My boy shot his first squirrel at 3. Always supervised until he could legally hunt on his own. When did you or your kids start with firearms? The libtards become barking moon bats over this idea. Kim Zolciak Defends 4-Year-Old Son Holding Dad's Gun


----------



## NotTooProudToHide (Nov 3, 2013)

When I was 7 or 8 I was allowed to squirrel hunt with my dad. After a couple trips of learning what to do and how to handle the gun I shot my first one. I guess you could say I was hooked, not so much on the hunting but on the guns and shooting.


----------



## sideKahr (Oct 15, 2014)

BB and pellet guns at around 6 y.o. My Dad let me hold his civil war pistol when I was very little, and it got me interested, but he was not a hunter, so I had limited contact with guns while growing up. When I could legally buy firearms on my own, I did.


----------



## RedLion (Sep 23, 2015)

I had free reign with a BB gun at age 5. About that time I also started shooting .22 and 410 with my Dad. I got both of my Daughters started off with a BB/Pellet gun at age 6 and by age 8 both were shooting .22's and my 9mm JR Carbine. Teach them young and teach them correctly.


----------



## rstanek (Nov 9, 2012)

Got my first gun when I was 8, a break action 20 gauge, started squirrel hunting when I was 6 , went with my older brother, my father past away when I was 5 , so my brother kind of took his place, I'm still alive today and I never shot anyone....


----------



## Smitty901 (Nov 16, 2012)

7 to 10


----------



## Chipper (Dec 22, 2012)

First BB gun at 6. Took it to show and tell on the school bus. First 22 not long after. Shot my first deer by myself, not holding dad's hand at 11. Every person is different and should be treated according to their maturity. 
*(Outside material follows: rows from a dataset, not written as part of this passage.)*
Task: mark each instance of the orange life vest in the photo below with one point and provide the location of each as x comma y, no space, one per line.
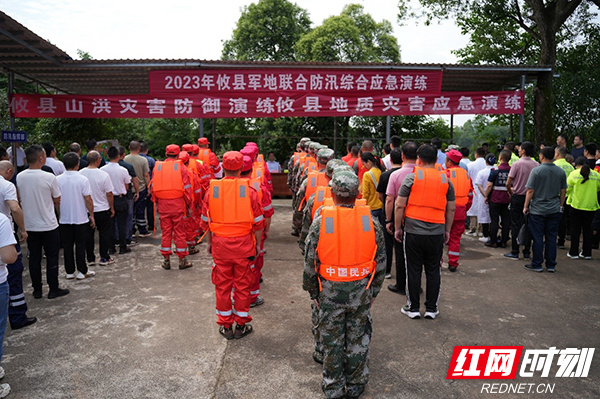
346,246
427,200
461,182
167,182
229,208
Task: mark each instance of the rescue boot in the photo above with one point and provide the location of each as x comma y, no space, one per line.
184,263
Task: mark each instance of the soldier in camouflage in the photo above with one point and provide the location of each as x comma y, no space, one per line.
344,307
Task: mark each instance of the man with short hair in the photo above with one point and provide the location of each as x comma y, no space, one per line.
40,199
9,207
516,187
76,217
546,188
140,164
104,211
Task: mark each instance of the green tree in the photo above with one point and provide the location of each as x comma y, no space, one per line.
520,24
267,31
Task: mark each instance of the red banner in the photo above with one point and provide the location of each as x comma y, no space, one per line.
262,105
295,82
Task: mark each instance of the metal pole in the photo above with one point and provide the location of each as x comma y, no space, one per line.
388,128
12,120
522,119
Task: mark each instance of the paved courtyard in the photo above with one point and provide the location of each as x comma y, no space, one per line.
138,331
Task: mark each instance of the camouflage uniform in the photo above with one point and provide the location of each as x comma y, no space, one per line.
344,319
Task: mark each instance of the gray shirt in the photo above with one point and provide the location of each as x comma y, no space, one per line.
547,180
420,227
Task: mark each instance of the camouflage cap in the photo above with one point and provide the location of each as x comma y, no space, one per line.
324,155
344,184
332,165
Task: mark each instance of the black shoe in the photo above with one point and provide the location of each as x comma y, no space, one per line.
58,292
394,288
29,321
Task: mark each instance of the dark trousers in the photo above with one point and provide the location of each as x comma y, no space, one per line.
499,213
139,212
50,242
581,220
103,225
544,229
120,221
74,235
423,252
17,307
517,202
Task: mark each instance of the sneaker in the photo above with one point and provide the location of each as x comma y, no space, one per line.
104,262
533,268
4,390
226,332
431,315
81,276
259,301
242,331
412,314
57,293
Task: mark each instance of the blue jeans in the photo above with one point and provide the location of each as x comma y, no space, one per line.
544,228
3,314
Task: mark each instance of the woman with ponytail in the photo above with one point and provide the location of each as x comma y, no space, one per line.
583,185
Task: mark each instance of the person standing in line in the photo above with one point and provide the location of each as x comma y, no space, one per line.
8,254
40,200
582,189
344,268
516,188
546,188
424,214
409,163
142,171
9,207
232,212
76,217
120,180
104,211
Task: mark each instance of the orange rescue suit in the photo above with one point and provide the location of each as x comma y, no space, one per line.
167,182
229,208
347,245
427,199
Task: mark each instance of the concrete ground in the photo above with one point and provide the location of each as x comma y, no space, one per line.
138,331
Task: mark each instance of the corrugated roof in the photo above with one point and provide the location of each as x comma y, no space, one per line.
34,59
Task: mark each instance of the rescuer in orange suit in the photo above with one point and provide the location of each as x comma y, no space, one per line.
463,192
172,193
234,215
190,222
267,205
208,157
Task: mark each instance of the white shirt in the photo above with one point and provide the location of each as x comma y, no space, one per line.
8,192
119,176
100,184
57,166
20,155
6,238
73,187
37,189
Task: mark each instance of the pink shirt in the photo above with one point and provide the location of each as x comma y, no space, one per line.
397,178
519,172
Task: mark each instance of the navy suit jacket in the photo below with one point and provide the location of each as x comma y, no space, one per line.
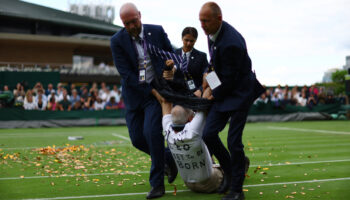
196,66
125,59
239,86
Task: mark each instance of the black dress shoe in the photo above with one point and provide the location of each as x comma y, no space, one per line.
171,172
156,192
234,196
225,184
247,163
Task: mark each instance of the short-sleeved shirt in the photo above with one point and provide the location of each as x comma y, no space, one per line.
188,149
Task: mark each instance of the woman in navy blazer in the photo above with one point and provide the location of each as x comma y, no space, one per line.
197,60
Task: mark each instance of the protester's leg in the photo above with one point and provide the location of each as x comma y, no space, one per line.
152,131
216,122
235,146
134,121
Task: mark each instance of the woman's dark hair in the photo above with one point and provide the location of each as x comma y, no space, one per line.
190,30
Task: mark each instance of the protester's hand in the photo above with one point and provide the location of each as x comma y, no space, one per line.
169,63
158,96
169,74
205,82
198,93
208,94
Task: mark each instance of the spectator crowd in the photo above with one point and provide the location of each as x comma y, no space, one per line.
102,97
63,98
305,96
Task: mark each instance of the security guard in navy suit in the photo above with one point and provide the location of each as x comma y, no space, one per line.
137,69
234,89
I drove by the college the other day a saw a bunch of 20 something's that I wouldn't trust with a sling shot.


----------



## Coastie dad (Jan 2, 2016)

Son started at 5 with a bb gun, then by 7 he was shooting a .32 caliber muzzleloader. From there, it went downhill. He pretty much believes any gun worth having has a 4 in its caliber. He finally broke down and bought an AR just because.

The oldest granddaughter started at 6 with a bb gun, and has a cricket, but we have to sneak around because momma is an anti gun dipshit, and daddy is afraid momma will find out. When my son found out his niece fired the AR he was proud.
When daddy (stepson) found out, he almost wet himself at the thought momma would find out!:vs_lol:


----------